During the Armenia-Diaspora conference, Edward Nalbandian, Foreign Minister of Armenia, stated that some territories will be given to Azerbaijan. However, the security of the people of Artsakh will not be questioned without those territories. He met with Azerbaijani Foreign Minister Elmar Mammadyarov yesterday. So, what does this activity mean?
Political scientist Stepan Safaryan told A1 +. “Russia puts pressure on Armenia and forces Yerevan to enter into a phase of so-called subject matter negotiations that Yerevan had previously resisted, as long as the agreements with Vienna did not come to life.” He adds, “Now Armenia’s sovereignty is so weak that they are even deprived of opportunities to persistently assert the former position.”
Moscow tries to impose its so-called “Russian plan” for the solution of the Artsakh issue. Thus, 7 or 5 regions of Artsakh will be handed over to Azerbaijan. “During Kocharyan’s term,” the political scientist remembers, “even though the negotiations were on the same unacceptable basis, they served the conflict management problem at least.”
“The negotiation process has been so distorted in recent years. There are a number of unacceptable things now such as the distortion of the essence of the conflict. This is when the aggressor has become a victim, and a victim has become the aggressor. Also, there is no control over rhetoric. In the past, presidents and ministers were forbidden to resort to rhetoric which could harm the negotiation process.”

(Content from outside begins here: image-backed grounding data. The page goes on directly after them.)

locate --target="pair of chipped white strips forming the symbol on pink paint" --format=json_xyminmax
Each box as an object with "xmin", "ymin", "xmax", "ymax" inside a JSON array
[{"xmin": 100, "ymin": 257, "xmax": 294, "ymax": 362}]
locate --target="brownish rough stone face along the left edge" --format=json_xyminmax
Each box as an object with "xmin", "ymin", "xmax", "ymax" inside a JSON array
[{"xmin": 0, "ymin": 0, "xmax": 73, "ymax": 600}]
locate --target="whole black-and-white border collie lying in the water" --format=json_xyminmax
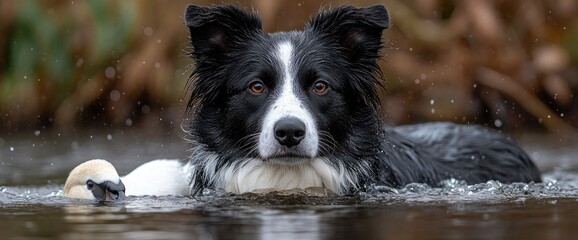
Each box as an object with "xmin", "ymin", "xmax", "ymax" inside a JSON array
[{"xmin": 185, "ymin": 5, "xmax": 541, "ymax": 195}]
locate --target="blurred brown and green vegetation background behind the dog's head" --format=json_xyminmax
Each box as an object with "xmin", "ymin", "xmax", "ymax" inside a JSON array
[{"xmin": 0, "ymin": 0, "xmax": 578, "ymax": 136}]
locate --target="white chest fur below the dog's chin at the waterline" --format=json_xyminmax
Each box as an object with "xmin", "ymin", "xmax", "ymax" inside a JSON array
[{"xmin": 191, "ymin": 148, "xmax": 358, "ymax": 194}]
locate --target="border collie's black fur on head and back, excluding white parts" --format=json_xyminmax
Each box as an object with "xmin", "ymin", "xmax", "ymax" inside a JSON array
[{"xmin": 185, "ymin": 6, "xmax": 540, "ymax": 193}]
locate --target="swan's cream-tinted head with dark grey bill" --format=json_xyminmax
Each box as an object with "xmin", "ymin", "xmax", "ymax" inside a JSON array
[{"xmin": 64, "ymin": 159, "xmax": 125, "ymax": 201}]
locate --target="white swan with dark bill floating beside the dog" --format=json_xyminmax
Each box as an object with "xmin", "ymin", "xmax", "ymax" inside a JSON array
[{"xmin": 64, "ymin": 159, "xmax": 189, "ymax": 201}]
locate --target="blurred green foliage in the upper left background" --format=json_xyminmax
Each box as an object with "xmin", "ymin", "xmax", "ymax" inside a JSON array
[{"xmin": 0, "ymin": 0, "xmax": 136, "ymax": 103}]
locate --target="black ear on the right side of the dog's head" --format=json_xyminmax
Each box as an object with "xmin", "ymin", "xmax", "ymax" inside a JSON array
[{"xmin": 306, "ymin": 5, "xmax": 389, "ymax": 61}]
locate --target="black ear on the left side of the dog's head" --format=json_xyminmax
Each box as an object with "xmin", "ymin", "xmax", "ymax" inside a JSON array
[{"xmin": 185, "ymin": 5, "xmax": 262, "ymax": 60}]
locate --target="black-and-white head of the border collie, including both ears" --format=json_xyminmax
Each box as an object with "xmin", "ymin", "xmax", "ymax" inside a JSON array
[{"xmin": 185, "ymin": 5, "xmax": 389, "ymax": 163}]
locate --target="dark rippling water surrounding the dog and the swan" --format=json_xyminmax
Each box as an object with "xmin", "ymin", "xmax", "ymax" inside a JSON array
[{"xmin": 0, "ymin": 132, "xmax": 578, "ymax": 239}]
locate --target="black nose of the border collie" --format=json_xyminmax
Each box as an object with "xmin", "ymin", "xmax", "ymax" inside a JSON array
[{"xmin": 273, "ymin": 118, "xmax": 305, "ymax": 147}]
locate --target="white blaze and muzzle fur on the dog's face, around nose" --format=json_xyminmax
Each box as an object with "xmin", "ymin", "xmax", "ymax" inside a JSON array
[{"xmin": 259, "ymin": 42, "xmax": 319, "ymax": 158}]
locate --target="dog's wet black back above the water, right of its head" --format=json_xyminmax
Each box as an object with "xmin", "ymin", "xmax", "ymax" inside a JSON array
[{"xmin": 374, "ymin": 123, "xmax": 541, "ymax": 186}]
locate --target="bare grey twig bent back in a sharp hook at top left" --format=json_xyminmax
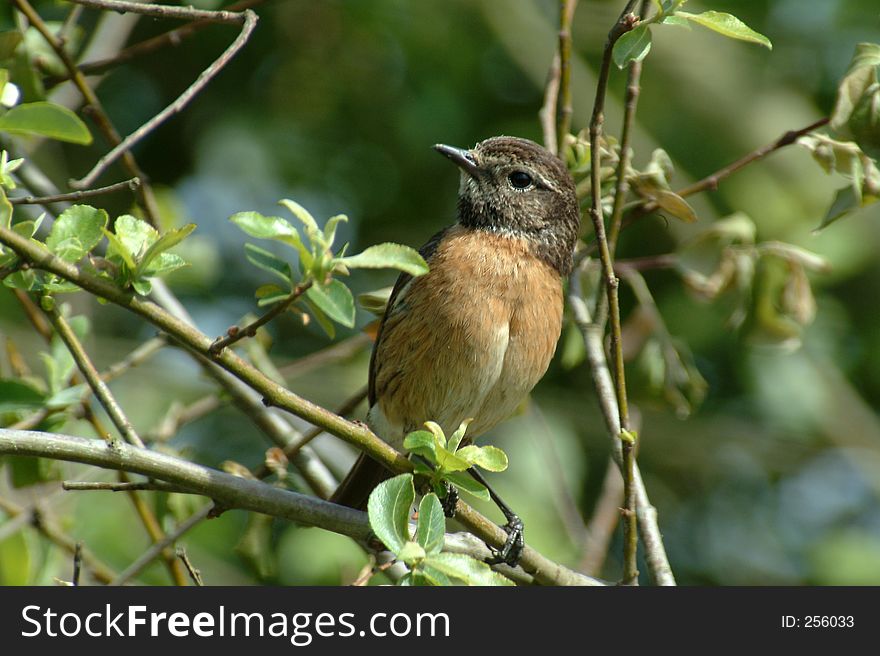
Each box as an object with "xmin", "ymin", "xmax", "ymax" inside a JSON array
[{"xmin": 72, "ymin": 9, "xmax": 257, "ymax": 189}]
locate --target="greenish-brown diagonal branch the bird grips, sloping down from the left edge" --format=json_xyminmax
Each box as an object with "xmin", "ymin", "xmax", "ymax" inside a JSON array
[{"xmin": 0, "ymin": 227, "xmax": 591, "ymax": 585}]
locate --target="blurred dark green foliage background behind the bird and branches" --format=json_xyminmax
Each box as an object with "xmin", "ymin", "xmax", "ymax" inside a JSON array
[{"xmin": 0, "ymin": 0, "xmax": 880, "ymax": 585}]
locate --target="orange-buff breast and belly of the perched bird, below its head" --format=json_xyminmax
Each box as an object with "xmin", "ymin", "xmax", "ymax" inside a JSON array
[{"xmin": 368, "ymin": 226, "xmax": 562, "ymax": 447}]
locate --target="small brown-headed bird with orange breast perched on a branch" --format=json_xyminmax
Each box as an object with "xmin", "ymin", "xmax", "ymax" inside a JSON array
[{"xmin": 331, "ymin": 136, "xmax": 580, "ymax": 563}]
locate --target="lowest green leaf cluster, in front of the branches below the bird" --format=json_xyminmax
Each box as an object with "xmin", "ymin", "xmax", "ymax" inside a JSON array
[{"xmin": 367, "ymin": 474, "xmax": 513, "ymax": 585}]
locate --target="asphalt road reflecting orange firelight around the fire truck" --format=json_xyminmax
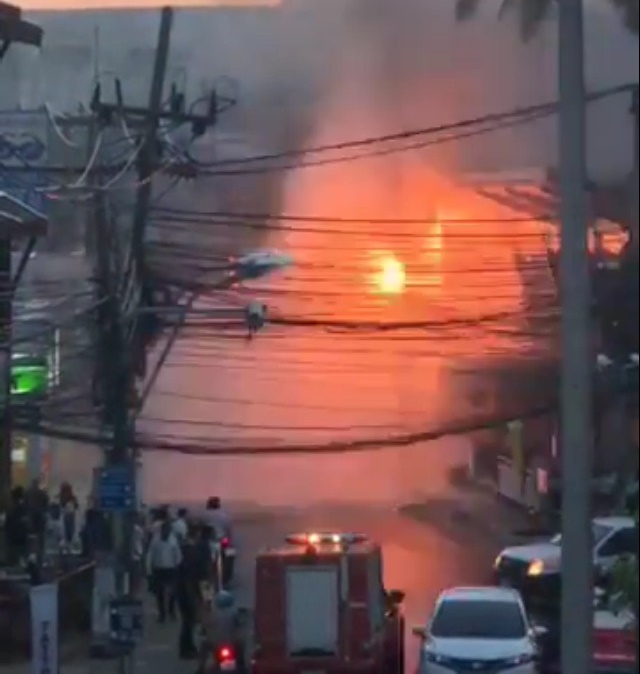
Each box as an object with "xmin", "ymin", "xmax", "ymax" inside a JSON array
[{"xmin": 116, "ymin": 498, "xmax": 493, "ymax": 674}]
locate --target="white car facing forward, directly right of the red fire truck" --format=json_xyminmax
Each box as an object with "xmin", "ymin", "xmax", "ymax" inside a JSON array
[{"xmin": 413, "ymin": 587, "xmax": 542, "ymax": 674}]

According to the political analyst, the negotiation forced by Russia is highly dangerous for Armenia and Artsakh. Serzh Sargsyan, the president of Armenia, should remain faithful to the position adopted after the war in April 2016, which was not to negotiate with Aliyev, the president of Azrbejan, unless international security guarantees were provided.

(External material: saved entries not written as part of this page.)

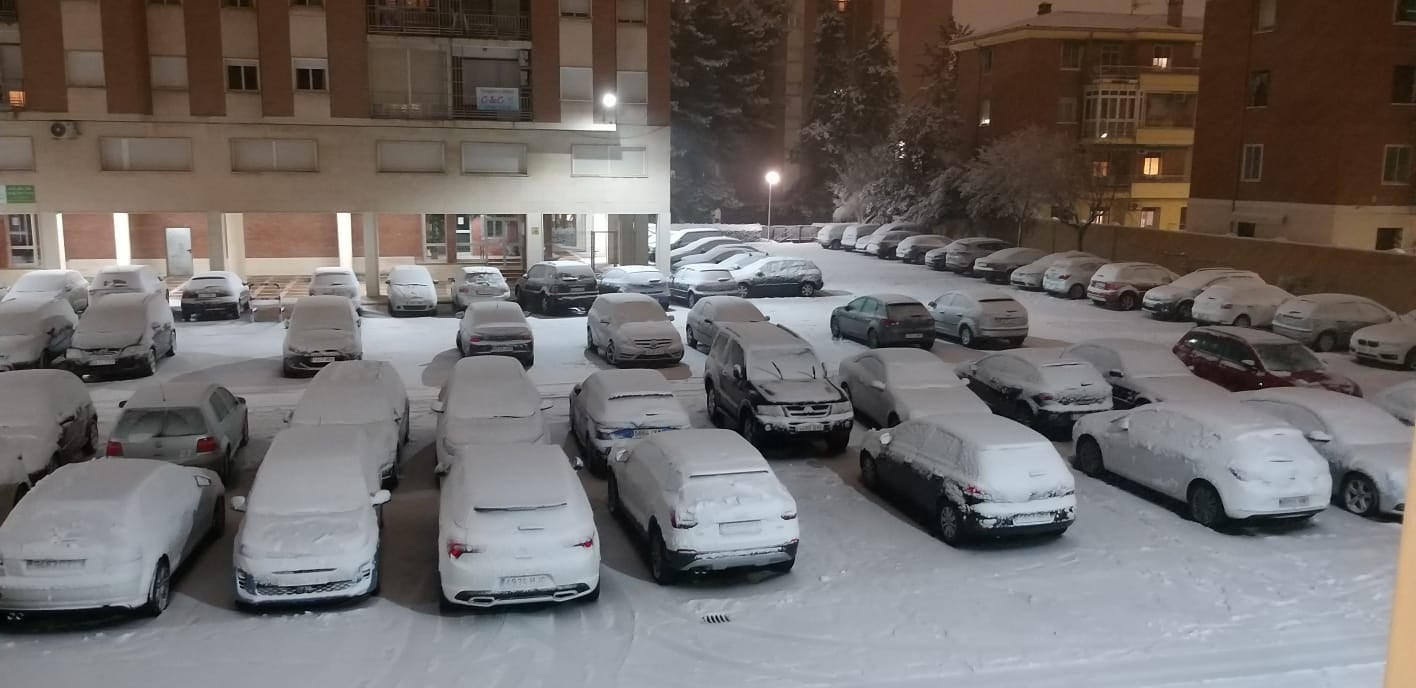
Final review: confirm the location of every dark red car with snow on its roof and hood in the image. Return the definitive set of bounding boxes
[1174,326,1362,396]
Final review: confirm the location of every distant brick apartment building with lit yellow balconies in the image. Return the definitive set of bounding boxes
[952,0,1202,229]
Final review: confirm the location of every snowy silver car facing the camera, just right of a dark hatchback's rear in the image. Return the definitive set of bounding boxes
[585,294,684,367]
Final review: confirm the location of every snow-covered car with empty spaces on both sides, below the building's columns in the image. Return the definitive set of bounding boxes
[282,296,364,378]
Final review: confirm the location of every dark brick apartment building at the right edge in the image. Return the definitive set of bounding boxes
[1189,0,1416,251]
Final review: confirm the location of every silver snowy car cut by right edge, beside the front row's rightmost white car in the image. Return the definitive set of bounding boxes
[1235,386,1412,517]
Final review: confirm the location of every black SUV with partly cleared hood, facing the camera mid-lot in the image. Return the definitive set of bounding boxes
[704,323,854,454]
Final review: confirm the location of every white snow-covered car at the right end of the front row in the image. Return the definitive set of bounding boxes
[1072,399,1332,528]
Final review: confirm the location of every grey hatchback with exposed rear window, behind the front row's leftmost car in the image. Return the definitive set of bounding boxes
[103,382,251,481]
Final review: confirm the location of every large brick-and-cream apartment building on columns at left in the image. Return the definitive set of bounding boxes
[0,0,670,294]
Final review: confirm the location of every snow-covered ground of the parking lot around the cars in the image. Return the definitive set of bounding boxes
[8,245,1412,688]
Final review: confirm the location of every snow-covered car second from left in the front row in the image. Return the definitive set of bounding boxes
[231,428,391,609]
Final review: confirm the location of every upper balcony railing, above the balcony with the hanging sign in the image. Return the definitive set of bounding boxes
[365,0,531,41]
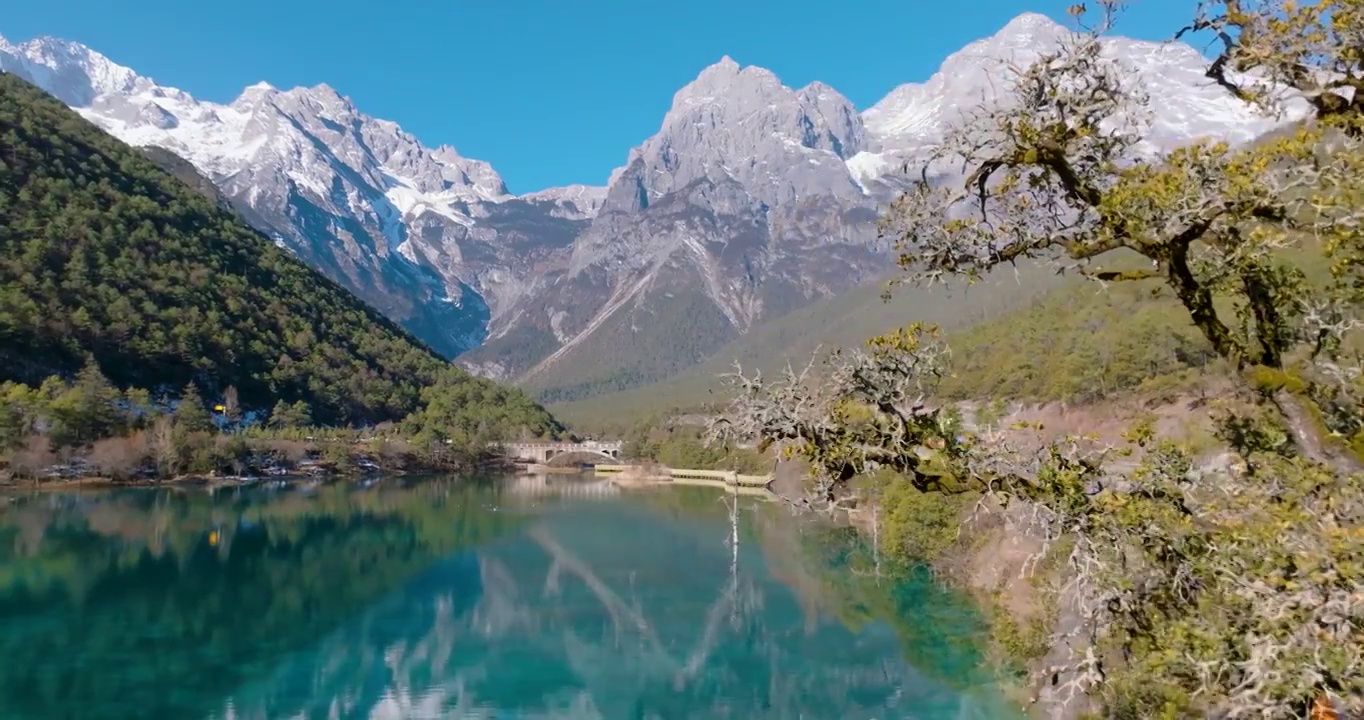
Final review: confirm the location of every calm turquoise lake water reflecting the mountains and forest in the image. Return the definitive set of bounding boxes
[0,479,1016,720]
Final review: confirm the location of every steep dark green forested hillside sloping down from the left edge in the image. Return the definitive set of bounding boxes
[0,74,557,431]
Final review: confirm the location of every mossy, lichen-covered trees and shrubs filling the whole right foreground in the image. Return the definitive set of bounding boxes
[712,0,1364,717]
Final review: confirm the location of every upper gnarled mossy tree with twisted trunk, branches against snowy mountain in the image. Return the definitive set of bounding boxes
[883,1,1364,468]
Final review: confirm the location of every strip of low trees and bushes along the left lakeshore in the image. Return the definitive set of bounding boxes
[0,365,562,480]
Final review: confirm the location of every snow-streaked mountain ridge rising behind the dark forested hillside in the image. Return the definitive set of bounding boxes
[0,32,602,356]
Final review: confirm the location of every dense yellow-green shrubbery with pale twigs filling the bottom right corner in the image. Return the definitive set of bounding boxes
[1071,432,1364,717]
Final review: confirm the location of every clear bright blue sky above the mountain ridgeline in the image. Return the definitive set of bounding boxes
[8,0,1194,192]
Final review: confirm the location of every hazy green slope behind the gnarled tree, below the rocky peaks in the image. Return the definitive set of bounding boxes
[551,240,1327,432]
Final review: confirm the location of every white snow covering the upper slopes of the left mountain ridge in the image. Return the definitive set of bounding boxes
[0,31,510,225]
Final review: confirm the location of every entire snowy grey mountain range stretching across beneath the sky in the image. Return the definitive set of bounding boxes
[0,14,1290,400]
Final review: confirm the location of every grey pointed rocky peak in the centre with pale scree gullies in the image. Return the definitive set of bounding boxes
[466,57,884,398]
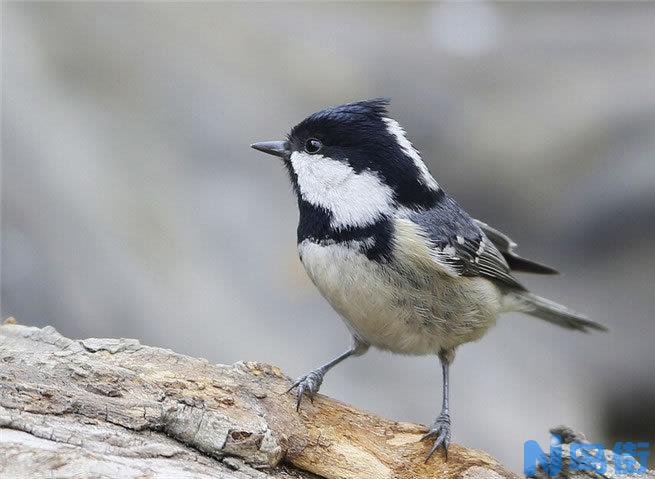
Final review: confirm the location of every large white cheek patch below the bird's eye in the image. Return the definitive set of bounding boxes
[291,151,395,228]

Styopa Safaryan says: “As we can see, Yerevan has forgotten that it had made a statement a year ago. Unfortunately, the same western co-chairs are firmly committed to the realization of Vienna agreements. Armenia and Artsakh can pay a high price if they allow it to be forgotten.”

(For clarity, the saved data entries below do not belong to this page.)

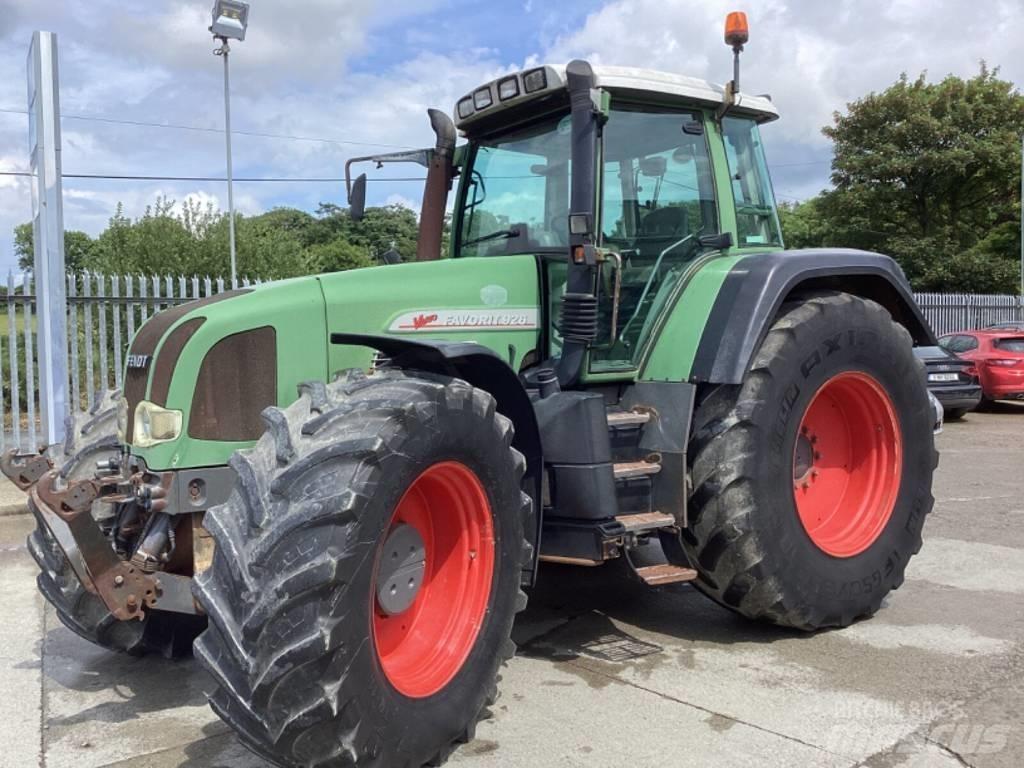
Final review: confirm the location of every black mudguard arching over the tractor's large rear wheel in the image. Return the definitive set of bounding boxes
[689,248,936,384]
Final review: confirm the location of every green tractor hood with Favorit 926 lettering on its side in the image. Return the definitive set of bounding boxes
[133,256,541,470]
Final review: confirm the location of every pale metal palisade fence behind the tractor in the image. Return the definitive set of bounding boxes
[0,273,1024,451]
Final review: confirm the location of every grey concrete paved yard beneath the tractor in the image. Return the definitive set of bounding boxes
[0,406,1024,768]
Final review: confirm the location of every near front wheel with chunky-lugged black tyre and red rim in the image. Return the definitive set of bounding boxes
[195,371,531,768]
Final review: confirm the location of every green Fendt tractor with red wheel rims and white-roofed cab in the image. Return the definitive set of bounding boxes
[2,16,936,768]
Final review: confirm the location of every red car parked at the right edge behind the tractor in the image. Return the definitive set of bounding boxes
[939,329,1024,400]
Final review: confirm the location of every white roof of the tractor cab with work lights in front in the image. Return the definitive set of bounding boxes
[455,65,778,128]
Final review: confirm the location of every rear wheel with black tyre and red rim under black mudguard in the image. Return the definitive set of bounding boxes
[682,293,937,630]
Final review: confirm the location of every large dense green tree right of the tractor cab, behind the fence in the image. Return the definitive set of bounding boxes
[823,63,1024,292]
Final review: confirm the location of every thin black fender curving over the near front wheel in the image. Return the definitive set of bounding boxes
[331,333,544,585]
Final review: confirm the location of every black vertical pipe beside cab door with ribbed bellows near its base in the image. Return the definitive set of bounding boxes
[555,59,601,388]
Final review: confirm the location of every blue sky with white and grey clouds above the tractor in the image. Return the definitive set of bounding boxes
[0,0,1024,271]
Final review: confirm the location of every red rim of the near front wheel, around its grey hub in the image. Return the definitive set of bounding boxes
[372,462,495,698]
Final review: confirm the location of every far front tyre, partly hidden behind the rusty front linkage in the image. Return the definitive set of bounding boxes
[28,389,206,658]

The co-chairs of the OSCE Minsk Group are also responsible for that Armenia remains alone behind the Russian-Azerbaijani tandem.
Styopa Safaryan states: “The interests of Russia and Azerbaijan are matched about the weakening of the Minsk Group positions. The efforts of the Minsk Group to strengthen its positions are visible, and as long as it is in interests of Armenia that the issue does not go beyond the OSCE Minsk Group framework, Armenia does not become a partner for the West.”
In this situation, Armenia’s only way is considering only about its own interests, by ignoring the pressure of other states.